In defence of Bird of the Year

Every year I hear grumbling on social media about Bird of the Year, and apologies from those running the accounts for spamming everyone’s feed with over-the-top bird enthusiasm. But, I reckon that the Bird of the Year is so incredibly important, and this is why:

For context, I’m currently studying non-human charisma (the it-factor of nature) and whether, in New Zealand, we put more money, time and effort into conserving the critters and plants that we find charismatic over the ones that we don’t. When I tell professional conservationists what I’m looking at they say something along the lines of “duh, of course we do.” But doing a research project allows you the time and space to unpick a problem and look at it from many angles. And this is what I’m doing.

My first job was to define the problem. What do we find to be charismatic about nature? What are the things that make up that attractive it-factor? I read an awful lot of research papers, and my favourite category is the importance that a particular critter or plant has to people. In fact, the importance to the community is one of the factors that DOC use in prioritising conservation effort. But the definition of public here is that we don’t have specialist knowledge about a subject. Some of our birds are so endangered and their populations are at such low levels or on offshore islands that the public isn’t likely to bump into them and learn about them in-person. So, everything that we know about them will come from the media or social media.
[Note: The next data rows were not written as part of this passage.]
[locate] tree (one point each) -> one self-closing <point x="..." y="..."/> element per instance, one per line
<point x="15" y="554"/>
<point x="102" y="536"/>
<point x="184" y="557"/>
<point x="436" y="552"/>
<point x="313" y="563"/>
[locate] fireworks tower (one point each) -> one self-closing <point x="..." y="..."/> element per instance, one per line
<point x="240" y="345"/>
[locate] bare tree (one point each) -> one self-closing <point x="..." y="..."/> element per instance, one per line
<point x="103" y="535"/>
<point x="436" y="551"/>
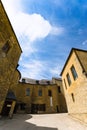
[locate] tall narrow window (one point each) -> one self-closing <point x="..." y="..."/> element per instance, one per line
<point x="28" y="92"/>
<point x="59" y="90"/>
<point x="68" y="79"/>
<point x="49" y="93"/>
<point x="6" y="47"/>
<point x="74" y="73"/>
<point x="23" y="80"/>
<point x="40" y="92"/>
<point x="65" y="83"/>
<point x="73" y="97"/>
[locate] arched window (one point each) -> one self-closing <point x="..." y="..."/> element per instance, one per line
<point x="27" y="91"/>
<point x="49" y="93"/>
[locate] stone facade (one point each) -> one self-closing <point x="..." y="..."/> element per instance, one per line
<point x="74" y="77"/>
<point x="9" y="55"/>
<point x="42" y="97"/>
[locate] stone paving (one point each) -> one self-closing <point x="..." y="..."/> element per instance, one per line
<point x="41" y="122"/>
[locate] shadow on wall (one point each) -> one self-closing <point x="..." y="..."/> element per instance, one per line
<point x="19" y="123"/>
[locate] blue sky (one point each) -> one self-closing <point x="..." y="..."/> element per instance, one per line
<point x="47" y="30"/>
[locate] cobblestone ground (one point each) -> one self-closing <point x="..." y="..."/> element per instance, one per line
<point x="41" y="122"/>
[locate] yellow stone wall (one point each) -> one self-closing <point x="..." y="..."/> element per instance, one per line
<point x="78" y="87"/>
<point x="9" y="59"/>
<point x="61" y="95"/>
<point x="35" y="99"/>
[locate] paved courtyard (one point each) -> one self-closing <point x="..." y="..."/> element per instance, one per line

And this is where Bird of the Year comes in, with all its enthusiasm and all its noise. The whole point of the campaign is to make the community aware the huge variety of birds in Aotearoa, in the hope that there will then be support for their conservation. Who, before the amazing campaign the ConSERT team at Canterbury University ran two years ago, knew anything about the kakī or black stilt? Who could, without looking it up, could say how many species of kiwi we have? Was the last time you heard about the kakaruia, the Chatham Island black robin, when you were reading the “Old Blue” book to your kids?

The hope is that Bird of the Year will move these birds onto or up the public radar, and they will therefore become newsworthy. We will hopefully then be able to read how the kakī breeding season is going in the newspapers, and get excited for a chance to see a real life tūturuatu (shore plover) or tawaki (Fiordland crested penguin) on our summer break. The hope is that these birds become part of the public’s consciousness so, should anything threaten their populations, we will care and not allow it to happen.

Bird of the Year is two weeks a year, but if it’s too much, do, please, mute us. I admit that we’re noisy. The birds can be too! But, also, go and find out about Kaikōura tītī or mōhua or mātātā, how their population is looking and how you can help to make sure that we conserve all of the birds for generations to come.